Professor Henry Srebrnik

Professor Henry Srebrnik

Friday, June 09, 2017

Iran's Expansionism is a Threat

By Henry Srebrnik, [Calgary] Jewish Free Press

For centuries, Persian dreams of expansion were held in check on its western frontier. Until the end of the First World War, the Arab lands were governed by the Ottoman Turks. 

Following that conflict, a number of semi-sovereign Arab states were created, under British and French tutelage, but the dream of a unified Arab nation fueled ideological pan-Arabism.

After 1952 its main champion was Egyptian President Gamal Abdel Nasser, but others, including the leaders of the Iraqi and Syrian Ba’ath parties, were also firm advocates. In 1958 Egypt and Syria formed the United Arab Republic. Though it only lasted three years, the idea remained alive.

Even the mercurial Colonel Muammar Gadhafi at various times attempted to unite Libya with neighbouring states.

It was a period when mainly secular rulers, with left-wing policies, had the upper hand in the Arab world. The ultra-Islamic state of Saudi Arabia stood mainly on the sidelines of pan-Arabism.

All of this made Iran, then a monarchy ruled by Shah Mohammad Reza Pahlavi, largely irrelevant to Arab politics.

But the rise of a Shia theocratic state in Iran in 1979 changed everything. While pan-Arabism as a form of secular nationalism had not succeeded in unifying the Arab world to any degree, it did bind the Arabs in their belief of a common sense of destiny.

From now on, however, the main fault-line would become one older than any divisions between the Arab states formed in the 20th century: the historical Shia-Sunni split within Islam.

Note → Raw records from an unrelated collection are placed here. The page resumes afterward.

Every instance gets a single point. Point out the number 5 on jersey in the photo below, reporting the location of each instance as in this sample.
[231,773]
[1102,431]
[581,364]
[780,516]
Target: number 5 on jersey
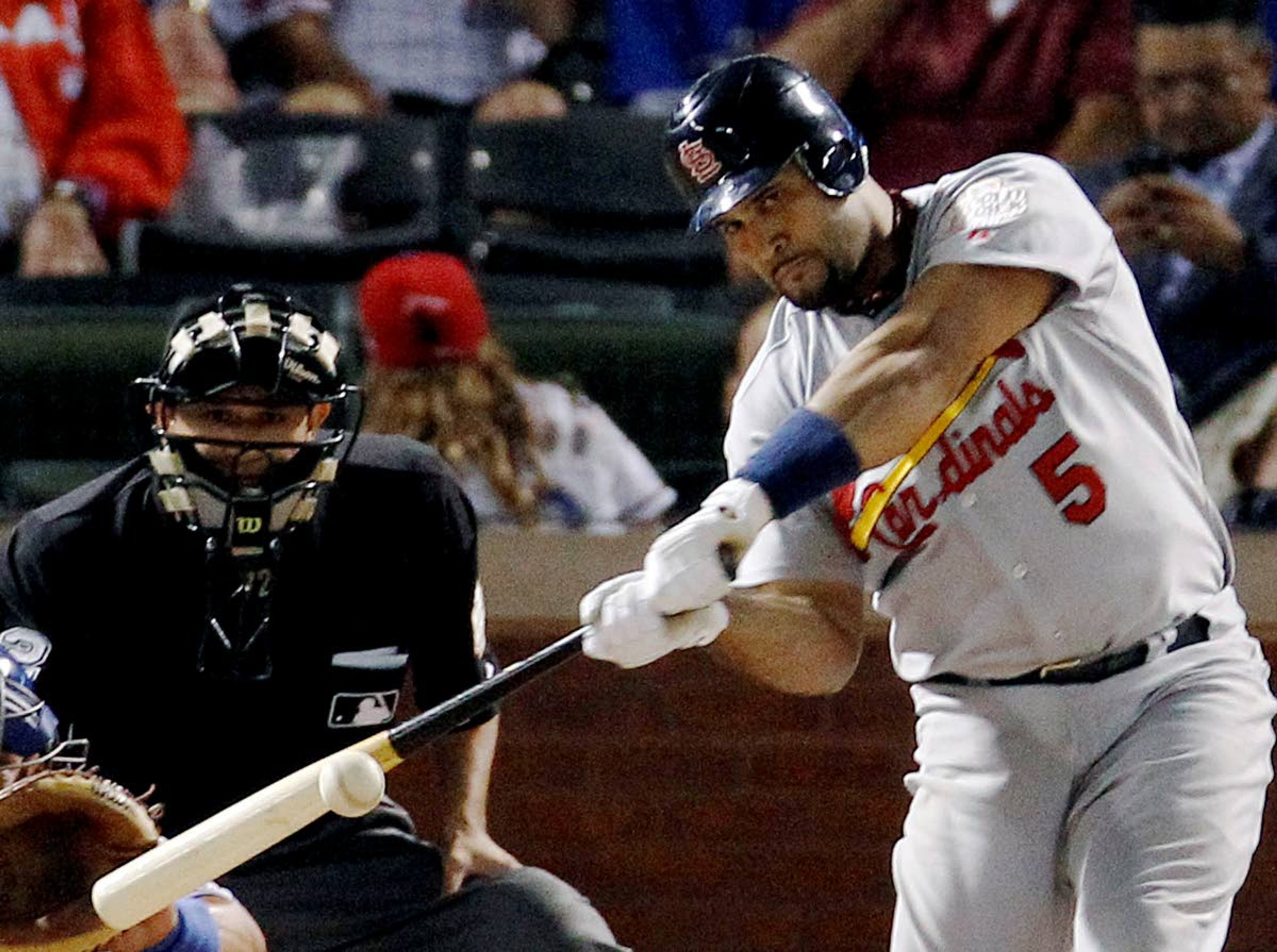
[1061,480]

When Iraqi president Saddam Hussein was unable to forge a pan-Arab coalition to defeat Ayatollah Khomeini’s Shia state in the 1980s, it was clear the tide had turned.

Suddenly, the Persian state, using the banner of Shia religious unity, began to penetrate those parts of the Arab world with sizeable Shia Arab minorities. By the turn of the century, Hezbollah, representing the former downtrodden Shia Arabs in Lebanon, had taken effective control of that state. 

The American overthrow of Saddam Heussein’s Sunni-led dictatorship in Iraq in 2003 provided the Iranians with further gains; the Shia majority government in that fractured state has now become a vassal of Tehran.

Iran has taken advantage of the past six years of turmoil in the Arab world to steadily expand its reach and military capabilities. It commands the loyalties of tens of thousands in sectarian militias and proxy armies that are fighting in Syria, Iraq and Yemen. In the latter,Tehran has financed the Shia Houthis in a rebellion against a regime that has been a close ally of Saudi Arabia, the centre of Sunni Islam.

The final piece in the puzzle to create a Shia crescent is Syria, where Iran has been heavily involved in buttressing Bashar al-Assad’s Shia Alawite regime against various Sunni Islamist militant groups. 

So Iran is now in control of with swaths of territory running from the Persian Gulf to the Mediterranean Sea; and from the borders of NATO to the borders of Israel, and along the southern tip of the Arabian Peninsula.

Much of the west’s attention has been focused, understandably, on the various Sunni terrorist groups, such as al-Qaeda and the Islamic State. They have wreaked devastation across the region, and have also committed unspeakable terrorist crimes throughout Europe and the United States.

But abhorrent as they are, they will eventually be defeated. Their political extremism makes them unable to act with any sense of pragmatism and, lacking any major state support, they will fade away.

Think of them as the equivalent of murderous thugs in motorcycle gangs – dangerous, but in the end unable to withstand a concerted effort to check their activities.

Iran, however, is a major state with tremendous resources, and willing to play the long game. It has proved itself militarily proficient and politically adept in achieving its aims, and it goes from strength to strength. 

Its leaders are wily shape-shifters who keep their foes, including the United States, off-balance. They play the “good cop, bad cop” game to perfection.

The analogy regarding Iran might be with the Mafia and organized crime, with tentacles deep in society, and far more difficult to eliminate.